Galeon, déployé dans 19 hôpitaux, dont 2 centres hospitaliers universitaires (CHU), couvrant plus de 3 millions de dossiers de patients, a développé une technologie propriétaire, Blockchain Swarm Learning®, qui réimagine fondamentalement la relation entre les données médicales, l'intelligence artificielle et la souveraineté des hôpitaux.
Ce glossaire couvre les termes clés de la blockchain dans le secteur de la santé, tels qu'ils sont utilisés sur la plateforme Galeon et dans l'écosystème HealthTech au sens large. Chaque définition est rédigée de manière autonome, compréhensible sans prérequis techniques et directement applicable à la réalité hospitalière.
Des fondamentaux de la blockchain aux mécanismes d'apprentissage décentralisés, vous trouverez ici une référence complète pour évaluer, décider et anticiper.

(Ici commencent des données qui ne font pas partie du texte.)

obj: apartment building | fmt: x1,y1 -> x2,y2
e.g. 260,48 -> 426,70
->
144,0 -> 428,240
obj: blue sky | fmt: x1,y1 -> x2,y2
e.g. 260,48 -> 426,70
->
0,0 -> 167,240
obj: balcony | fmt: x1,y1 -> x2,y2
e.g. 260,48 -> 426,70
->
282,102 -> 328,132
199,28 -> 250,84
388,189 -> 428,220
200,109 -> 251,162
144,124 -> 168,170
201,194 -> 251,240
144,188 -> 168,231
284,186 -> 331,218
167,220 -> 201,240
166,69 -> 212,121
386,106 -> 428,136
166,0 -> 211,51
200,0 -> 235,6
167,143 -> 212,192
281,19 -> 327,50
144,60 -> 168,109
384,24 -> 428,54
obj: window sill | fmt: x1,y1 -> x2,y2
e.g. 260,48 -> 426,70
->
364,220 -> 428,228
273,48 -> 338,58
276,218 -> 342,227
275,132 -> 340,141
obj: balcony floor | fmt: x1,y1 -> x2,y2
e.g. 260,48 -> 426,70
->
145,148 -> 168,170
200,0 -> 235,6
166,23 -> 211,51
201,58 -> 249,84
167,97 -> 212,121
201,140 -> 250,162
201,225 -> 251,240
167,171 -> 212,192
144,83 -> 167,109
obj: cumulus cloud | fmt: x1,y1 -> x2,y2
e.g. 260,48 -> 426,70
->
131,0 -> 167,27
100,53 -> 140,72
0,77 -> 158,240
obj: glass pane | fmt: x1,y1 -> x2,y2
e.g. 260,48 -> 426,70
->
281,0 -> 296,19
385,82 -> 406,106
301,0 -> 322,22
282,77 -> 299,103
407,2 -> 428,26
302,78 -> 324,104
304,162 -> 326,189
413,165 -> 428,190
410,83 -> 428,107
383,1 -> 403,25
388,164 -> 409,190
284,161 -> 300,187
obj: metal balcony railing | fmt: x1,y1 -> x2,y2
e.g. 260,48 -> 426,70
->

La blockchain dans le secteur de la santé ne remplace pas le dossier de santé électronique, elle s'y connecte pour sécuriser les échanges entre les établissements et suivre l'utilisation des données médicales.
Une blockchain est un registre numérique distribué, partagé entre plusieurs participants, dans lequel chaque nouvelle entrée (bloc) est liée cryptographiquement à la précédente. Une fois enregistrées, les données ne peuvent être ni modifiées ni supprimées sans que l'ensemble du réseau ne les détecte.
Dans le secteur de la santé, la blockchain est utilisée pour garantir l'intégrité des données médicales, tracer l'accès aux dossiers des patients et certifier les échanges entre les hôpitaux sans recourir à un tiers de confiance central.
Chez Galeon : la blockchain interhospitalière ne stocke pas elle-même les données médicales, elle retrace les opérations de formation de l'IA sur ces données. Les données sont conservées sur les propres serveurs de chaque hôpital.
La blockchain médicale fait référence à l'application de la technologie blockchain au secteur de la santé. Il couvre plusieurs cas d'utilisation : la sécurisation des dossiers des patients, la traçabilité des médicaments, la gestion du consentement éclairé et le partage de données entre les établissements de soins.
Selon une étude de MarketsandMarkets, le marché mondial de la blockchain dans le secteur de la santé devrait dépasser les 829 millions de dollars d'ici 2023, avec un taux de croissance annuel supérieur à 72 %. La part des projets liés à l'IA médicale et aux données structurées a particulièrement augmenté depuis 2022.
Un nœud est un participant au réseau blockchain. Dans le contexte de Galeon, chaque hôpital connecté est un nœud. Il détient une copie partielle du registre, valide les transactions qui le concernent et contribue à la décentralisation du système.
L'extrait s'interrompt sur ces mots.